The premise of “Futurama” is that, in the year 2000, a hapless, dimwitted, slacker delivery boy named Philip J. Fry is cryogenically frozen by accident. He is awaked in the year 3000 and eventually is assigned to be a space-faring delivery boy working for Planetary Express, owned by Philip’s nephew many times removed, an elderly, mad scientist named Professor Farnsworth.

Other characters include Leela, the one-eyed female pilot who was thought to be an orphaned alien but is later discovered to be a mutant, Bender, an amoral, larcenous robot, Dr. Zoidberg, a neurotic, lobster-like alien doctor, Amy, a spoiled rich girl intern, and Hermes, a Jamaican accountant and skilled bureaucrat.

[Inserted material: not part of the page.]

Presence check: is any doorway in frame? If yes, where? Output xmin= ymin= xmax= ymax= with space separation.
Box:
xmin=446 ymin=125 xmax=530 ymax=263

The world of “Futurama” is a kind of funhouse mirror version of many imaginings of what the future is like. Space travel is common, robots are intelligent beings, and people tool around in flying cars and in human-sized pneumatic tubes. Many of the great people of history have been preserved as disembodied heads, including Richard Nixon who, for some reason, is president of Earth.

“Futurama” deals with many of the issues that more serious science fiction has covered, including the effects of technology, religion, social injustice, and personal relationships, though with a more humorous vein. Like “Star Trek,” “Futurama” uses its science fiction setting to comment on more contemporary issues. In one episode, for example, Amy and Bender enter into a sexual relationship, bumping up against laws that prohibit relations between humans and robots, a clear nod to the issue of same-sex marriage in modern times.

One of the terrific aspects of “Futurama” is how the series gradually added depth to its characters. Philip is an obvious figure of fun, but he acquires more dimensions thanks to his initially unrequited love for Leela, the tough, self-reliant woman who is revealed to have certain vulnerabilities, thanks to her childhood as an orphan.

One character who has no depth but is fun to watch nevertheless is Captain Zap Brannigan, an obvious parody of Captain James Kirk. Brannigan is at once vain and incompetent and thinks himself to be a ladies’ man. His pursuit of Leela is one of the most amusing, albeit in an awful way, running gags in the series.

“Futurama” can be binge-watched in all of its glory now on Netflix.